During his conversation with students, Rizzo spoke about his time at the CIA, and as a lawyer, stressing that the job was not like a typical lawyer who had cases and statutes. As a lawyer for the CIA, he worked on different operations that the CIA ran, where there was more “gray area” to operate, allowing them to be creative and careful about aspects such as covert action and espionage. During his time as in house counsel for the CIA, Rizzo wrote many proposals including the one that later influence the film, ARGO.

Rizzo, after graduating from George Washington University Law, began working for the CIA in 1976 not knowing much about the agency but understanding that he wanted to partake in some form of public service. During his time at CIA, Rizzo witnessed many events such as the Iranian Hostage Crisis of the 1980s and the War on Terror after the 9/11 terrorist attacks. Rizzo rose through the ranks, where he was placed in the prominent and high profiled position of acting senior lawyer, putting him as the face of the unprecedented techniques that were being used at the time by CIA and the FBI to attain information from terrorists.

Rizzo in his prominent position, at a time of serious fear and concern over a potential second terror attack on the United States, approved and cleared the operations of what he referred to as “torture methods” to ensure that there would never be another attack, by taking preventative measures.

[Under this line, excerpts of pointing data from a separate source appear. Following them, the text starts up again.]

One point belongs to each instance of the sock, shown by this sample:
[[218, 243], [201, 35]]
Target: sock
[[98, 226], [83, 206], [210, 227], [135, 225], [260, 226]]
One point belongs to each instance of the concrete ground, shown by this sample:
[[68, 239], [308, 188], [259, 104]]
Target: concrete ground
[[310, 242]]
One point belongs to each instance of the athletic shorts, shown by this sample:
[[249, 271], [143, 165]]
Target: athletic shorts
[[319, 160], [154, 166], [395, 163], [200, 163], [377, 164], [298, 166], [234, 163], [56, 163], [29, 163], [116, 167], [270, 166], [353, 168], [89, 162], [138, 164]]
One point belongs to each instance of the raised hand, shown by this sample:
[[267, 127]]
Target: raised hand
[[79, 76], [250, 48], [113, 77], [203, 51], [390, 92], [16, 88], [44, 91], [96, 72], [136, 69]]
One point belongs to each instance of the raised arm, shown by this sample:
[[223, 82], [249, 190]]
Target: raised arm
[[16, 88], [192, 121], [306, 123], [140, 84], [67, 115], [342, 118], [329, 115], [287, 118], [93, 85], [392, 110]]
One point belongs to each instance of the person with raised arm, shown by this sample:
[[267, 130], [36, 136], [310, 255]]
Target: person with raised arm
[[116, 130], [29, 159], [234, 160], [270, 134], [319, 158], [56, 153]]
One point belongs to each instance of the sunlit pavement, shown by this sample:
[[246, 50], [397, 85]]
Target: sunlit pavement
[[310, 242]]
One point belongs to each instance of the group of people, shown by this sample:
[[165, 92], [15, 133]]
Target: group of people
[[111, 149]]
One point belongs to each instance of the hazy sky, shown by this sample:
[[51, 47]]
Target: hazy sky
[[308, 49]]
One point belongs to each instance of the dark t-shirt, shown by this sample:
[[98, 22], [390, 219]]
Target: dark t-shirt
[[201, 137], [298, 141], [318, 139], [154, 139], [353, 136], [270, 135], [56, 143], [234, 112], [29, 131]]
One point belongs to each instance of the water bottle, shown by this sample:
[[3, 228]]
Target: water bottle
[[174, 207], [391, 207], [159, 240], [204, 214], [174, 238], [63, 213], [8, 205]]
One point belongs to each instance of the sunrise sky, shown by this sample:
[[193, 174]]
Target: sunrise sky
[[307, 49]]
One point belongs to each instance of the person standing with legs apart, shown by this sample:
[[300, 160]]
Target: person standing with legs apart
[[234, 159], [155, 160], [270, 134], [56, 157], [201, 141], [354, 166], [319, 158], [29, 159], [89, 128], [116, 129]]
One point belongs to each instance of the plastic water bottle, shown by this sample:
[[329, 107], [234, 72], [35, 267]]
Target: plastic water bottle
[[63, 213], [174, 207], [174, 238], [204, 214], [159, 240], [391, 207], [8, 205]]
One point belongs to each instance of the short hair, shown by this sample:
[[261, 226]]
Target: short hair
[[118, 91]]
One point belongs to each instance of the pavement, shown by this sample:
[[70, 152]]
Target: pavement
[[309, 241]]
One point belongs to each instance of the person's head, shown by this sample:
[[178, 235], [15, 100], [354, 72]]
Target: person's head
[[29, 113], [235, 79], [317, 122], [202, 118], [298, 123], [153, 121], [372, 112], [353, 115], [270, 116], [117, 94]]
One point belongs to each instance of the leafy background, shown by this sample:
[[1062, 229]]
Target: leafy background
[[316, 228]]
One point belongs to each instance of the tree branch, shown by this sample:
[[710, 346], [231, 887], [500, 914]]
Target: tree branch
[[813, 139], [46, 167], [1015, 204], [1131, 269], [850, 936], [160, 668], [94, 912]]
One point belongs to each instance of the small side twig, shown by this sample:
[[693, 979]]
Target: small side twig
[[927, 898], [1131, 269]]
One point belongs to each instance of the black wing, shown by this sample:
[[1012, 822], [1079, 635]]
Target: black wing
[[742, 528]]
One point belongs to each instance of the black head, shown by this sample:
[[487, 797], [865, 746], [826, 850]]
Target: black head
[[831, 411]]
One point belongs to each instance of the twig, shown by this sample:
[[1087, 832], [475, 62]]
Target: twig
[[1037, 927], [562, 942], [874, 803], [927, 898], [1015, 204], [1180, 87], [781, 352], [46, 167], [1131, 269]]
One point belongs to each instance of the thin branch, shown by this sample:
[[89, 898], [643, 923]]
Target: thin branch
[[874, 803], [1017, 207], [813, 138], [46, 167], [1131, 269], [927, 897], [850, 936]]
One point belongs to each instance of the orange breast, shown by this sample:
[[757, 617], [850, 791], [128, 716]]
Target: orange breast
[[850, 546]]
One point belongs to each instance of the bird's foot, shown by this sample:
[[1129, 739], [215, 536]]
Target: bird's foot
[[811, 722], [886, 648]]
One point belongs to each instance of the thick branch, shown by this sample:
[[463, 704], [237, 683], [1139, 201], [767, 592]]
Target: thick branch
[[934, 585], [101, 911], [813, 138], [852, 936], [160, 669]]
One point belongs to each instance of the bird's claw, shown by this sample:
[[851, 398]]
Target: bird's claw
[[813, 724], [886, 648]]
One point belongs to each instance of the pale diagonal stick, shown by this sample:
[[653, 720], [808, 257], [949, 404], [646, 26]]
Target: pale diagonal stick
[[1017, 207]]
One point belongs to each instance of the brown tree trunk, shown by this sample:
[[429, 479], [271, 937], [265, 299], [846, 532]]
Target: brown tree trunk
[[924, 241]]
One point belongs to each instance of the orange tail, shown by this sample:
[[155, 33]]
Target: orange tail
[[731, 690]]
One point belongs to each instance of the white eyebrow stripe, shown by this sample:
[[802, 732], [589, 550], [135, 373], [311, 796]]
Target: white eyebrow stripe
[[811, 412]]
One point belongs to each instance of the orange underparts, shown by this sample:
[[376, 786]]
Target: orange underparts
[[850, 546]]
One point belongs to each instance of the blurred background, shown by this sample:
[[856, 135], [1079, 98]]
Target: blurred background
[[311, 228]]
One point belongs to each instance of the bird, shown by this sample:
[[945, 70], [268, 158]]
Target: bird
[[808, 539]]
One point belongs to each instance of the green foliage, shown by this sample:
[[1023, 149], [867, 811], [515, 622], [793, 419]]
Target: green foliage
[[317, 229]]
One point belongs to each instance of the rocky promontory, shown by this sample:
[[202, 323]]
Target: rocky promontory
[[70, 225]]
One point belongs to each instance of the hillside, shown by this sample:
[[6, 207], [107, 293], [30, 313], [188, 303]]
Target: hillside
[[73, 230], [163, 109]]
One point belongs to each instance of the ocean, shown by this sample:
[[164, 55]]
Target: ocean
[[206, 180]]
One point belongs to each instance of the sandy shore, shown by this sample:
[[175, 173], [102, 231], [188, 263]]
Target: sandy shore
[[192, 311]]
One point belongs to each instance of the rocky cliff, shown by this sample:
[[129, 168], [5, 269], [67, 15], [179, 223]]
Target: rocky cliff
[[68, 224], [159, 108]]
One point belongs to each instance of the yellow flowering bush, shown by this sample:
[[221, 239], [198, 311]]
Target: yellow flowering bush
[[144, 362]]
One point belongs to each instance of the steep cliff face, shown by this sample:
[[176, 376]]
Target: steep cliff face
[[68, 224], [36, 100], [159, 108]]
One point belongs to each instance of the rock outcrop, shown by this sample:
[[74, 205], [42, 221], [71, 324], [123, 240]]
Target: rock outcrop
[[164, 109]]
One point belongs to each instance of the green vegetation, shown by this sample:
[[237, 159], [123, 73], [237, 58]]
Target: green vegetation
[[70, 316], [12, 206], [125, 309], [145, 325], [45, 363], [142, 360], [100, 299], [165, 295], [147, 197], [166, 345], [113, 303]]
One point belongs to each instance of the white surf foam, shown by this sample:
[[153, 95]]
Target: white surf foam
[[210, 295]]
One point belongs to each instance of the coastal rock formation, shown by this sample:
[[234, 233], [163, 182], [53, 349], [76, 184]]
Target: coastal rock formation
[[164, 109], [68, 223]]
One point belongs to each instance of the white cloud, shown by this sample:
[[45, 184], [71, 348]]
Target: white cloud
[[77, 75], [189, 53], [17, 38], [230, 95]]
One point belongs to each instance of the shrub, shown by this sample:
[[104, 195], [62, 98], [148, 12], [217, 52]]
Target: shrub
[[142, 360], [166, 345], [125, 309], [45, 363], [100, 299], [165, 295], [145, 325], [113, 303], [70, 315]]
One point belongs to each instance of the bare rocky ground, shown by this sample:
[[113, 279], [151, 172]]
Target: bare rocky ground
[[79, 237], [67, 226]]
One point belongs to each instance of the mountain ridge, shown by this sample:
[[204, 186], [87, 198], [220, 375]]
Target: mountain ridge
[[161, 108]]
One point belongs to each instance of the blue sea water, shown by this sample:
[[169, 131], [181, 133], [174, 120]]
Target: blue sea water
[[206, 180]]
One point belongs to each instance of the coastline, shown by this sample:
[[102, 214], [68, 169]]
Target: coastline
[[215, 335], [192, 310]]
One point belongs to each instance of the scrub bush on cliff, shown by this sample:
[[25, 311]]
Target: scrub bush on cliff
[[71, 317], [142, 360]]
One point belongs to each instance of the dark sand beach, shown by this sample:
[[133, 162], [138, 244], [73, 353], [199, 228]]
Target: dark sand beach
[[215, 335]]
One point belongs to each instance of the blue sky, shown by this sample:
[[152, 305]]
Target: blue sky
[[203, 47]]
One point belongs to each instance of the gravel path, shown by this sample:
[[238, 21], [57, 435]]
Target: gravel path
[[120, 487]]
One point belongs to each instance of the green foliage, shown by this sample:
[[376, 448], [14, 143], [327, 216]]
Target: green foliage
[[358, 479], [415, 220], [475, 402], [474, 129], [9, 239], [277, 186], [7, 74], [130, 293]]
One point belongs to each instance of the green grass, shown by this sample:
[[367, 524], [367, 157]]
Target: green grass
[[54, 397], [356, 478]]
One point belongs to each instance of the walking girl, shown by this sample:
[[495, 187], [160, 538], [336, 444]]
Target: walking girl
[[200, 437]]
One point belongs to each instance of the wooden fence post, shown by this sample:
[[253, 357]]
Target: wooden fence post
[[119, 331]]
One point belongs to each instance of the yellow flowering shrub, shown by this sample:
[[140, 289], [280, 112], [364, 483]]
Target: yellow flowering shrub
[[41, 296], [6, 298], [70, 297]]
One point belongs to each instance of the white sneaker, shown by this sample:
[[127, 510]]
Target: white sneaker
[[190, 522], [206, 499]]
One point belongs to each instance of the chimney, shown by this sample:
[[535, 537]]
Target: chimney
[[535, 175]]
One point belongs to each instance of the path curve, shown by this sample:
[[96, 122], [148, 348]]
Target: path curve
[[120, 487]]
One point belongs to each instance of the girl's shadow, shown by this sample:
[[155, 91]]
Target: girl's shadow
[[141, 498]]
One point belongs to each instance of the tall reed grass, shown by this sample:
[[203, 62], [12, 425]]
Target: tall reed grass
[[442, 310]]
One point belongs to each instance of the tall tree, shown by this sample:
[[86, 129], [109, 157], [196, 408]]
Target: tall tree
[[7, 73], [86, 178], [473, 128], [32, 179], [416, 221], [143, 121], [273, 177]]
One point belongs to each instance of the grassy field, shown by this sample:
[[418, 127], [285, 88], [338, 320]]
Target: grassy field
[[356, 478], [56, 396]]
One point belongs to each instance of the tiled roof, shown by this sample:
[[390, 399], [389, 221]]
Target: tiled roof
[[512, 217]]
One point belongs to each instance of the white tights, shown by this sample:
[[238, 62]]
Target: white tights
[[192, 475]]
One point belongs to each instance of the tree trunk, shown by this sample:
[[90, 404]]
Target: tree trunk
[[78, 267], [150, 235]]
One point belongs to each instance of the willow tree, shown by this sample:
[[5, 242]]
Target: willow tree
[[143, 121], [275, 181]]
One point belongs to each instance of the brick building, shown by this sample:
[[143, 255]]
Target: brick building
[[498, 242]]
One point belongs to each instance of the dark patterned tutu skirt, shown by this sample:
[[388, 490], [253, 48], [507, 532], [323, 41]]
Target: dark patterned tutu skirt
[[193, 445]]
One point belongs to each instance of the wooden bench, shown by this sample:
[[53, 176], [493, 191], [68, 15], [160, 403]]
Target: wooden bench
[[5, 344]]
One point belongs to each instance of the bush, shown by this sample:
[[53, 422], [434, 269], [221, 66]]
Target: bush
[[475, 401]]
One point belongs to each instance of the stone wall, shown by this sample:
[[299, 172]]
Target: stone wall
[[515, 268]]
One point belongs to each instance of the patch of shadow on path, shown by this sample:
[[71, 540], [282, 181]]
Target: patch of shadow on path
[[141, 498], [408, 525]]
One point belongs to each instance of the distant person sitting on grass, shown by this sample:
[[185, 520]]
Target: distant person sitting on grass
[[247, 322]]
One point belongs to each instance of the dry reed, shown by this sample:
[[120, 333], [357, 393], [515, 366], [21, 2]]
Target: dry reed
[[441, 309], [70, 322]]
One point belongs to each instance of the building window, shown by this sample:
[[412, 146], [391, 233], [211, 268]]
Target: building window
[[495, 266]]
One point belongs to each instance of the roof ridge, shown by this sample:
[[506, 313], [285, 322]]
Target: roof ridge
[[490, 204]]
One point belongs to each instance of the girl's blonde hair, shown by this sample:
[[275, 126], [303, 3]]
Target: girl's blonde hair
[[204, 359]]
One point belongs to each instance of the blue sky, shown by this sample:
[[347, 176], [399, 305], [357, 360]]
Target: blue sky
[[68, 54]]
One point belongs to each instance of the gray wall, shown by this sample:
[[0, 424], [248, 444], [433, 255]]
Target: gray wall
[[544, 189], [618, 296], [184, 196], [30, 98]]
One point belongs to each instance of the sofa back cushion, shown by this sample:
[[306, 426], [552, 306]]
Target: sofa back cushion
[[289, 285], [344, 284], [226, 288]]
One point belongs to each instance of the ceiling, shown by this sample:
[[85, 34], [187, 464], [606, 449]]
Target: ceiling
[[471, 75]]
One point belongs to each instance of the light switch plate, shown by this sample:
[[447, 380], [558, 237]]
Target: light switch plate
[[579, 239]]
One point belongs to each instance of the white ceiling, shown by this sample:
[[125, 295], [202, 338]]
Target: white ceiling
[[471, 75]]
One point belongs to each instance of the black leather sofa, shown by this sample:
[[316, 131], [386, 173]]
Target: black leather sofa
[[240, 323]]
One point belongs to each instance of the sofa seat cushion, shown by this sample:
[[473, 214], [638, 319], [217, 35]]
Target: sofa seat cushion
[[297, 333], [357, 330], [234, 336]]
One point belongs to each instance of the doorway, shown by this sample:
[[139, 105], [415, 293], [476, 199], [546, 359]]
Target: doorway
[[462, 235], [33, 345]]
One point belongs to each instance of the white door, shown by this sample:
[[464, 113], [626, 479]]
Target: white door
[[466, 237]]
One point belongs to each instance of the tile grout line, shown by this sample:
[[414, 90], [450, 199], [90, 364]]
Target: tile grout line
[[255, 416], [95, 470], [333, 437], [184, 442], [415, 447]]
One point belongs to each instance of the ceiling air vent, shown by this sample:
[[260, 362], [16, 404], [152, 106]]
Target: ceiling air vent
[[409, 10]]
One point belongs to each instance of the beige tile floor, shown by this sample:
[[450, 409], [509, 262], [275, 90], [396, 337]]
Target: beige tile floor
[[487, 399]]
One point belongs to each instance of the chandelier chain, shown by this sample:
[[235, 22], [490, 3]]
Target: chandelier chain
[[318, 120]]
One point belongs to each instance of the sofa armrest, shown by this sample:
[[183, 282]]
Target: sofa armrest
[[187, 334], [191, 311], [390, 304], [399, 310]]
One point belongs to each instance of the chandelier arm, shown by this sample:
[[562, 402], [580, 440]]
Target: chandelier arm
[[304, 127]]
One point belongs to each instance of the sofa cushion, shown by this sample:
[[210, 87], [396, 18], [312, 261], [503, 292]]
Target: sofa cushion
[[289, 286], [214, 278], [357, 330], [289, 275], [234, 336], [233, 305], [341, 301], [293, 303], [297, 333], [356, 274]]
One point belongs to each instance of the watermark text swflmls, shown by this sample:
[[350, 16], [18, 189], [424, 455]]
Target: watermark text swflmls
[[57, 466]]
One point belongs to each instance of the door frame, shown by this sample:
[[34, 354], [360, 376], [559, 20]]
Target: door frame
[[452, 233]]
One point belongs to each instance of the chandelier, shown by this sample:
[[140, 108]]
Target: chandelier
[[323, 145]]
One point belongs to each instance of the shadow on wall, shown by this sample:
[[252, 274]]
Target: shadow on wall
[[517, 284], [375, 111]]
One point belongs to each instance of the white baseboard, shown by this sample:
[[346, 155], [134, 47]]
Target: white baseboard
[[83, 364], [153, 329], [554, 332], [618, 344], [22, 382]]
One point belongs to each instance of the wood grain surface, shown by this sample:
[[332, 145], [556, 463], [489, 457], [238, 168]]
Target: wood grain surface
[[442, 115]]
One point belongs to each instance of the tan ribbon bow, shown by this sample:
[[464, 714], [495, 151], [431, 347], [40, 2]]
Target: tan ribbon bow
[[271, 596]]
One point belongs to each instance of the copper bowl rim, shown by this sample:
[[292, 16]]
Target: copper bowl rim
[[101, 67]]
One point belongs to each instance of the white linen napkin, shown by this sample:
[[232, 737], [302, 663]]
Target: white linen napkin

“Mr. Rizzo provided great insight into the difficult decision to sign off on the enhanced interrogation techniques,” CUIC president, senior Joseph Colucci said, “furthermore, he helped me understand the demanding yet rewarding job of working in the CIA’s legal office during the years following 9/11 and subsequent war on Terror.”

Colucci also indicated Rizzo is referred to by the LA Times as, “the most influential career lawyer in CIA history.”

At the end of his discussion, Rizzo affirmed to students that if they were interested in a potential career in intelligence, they should pursue it, because “even when days were bad, they were good.”

CUIC is holding its next CWIP on Monday, February 18th with Dan Klemens discussing how to be an intelligence analyst.

1 thought on “John Rizzo Visits CUA and Talks to Students About His Experience in the CIA”

  1. I find it shocking that Rizzo is proud of crafting the justification that enabled the CIA to torture human beings using methods such as “waterboarding” — used by the Catholic Church during the Inquisition. There can be no “grey area” when it comes to upholding human rights. I suggest that CUIC invite Ray McGovern (, career intelligence officer under multiple administrations, to speak about what real intelligence work involves and the dangers of abusing power over individuals held in US custody. Better yet, invite Leonce Biyimana (, Director of the Torture Abolition and Survivors Support Coalition (TASSC), to speak to you about what torture does to its victims. The TASSC office is right up the road on Harewood Dr at the Capuchin Monastery.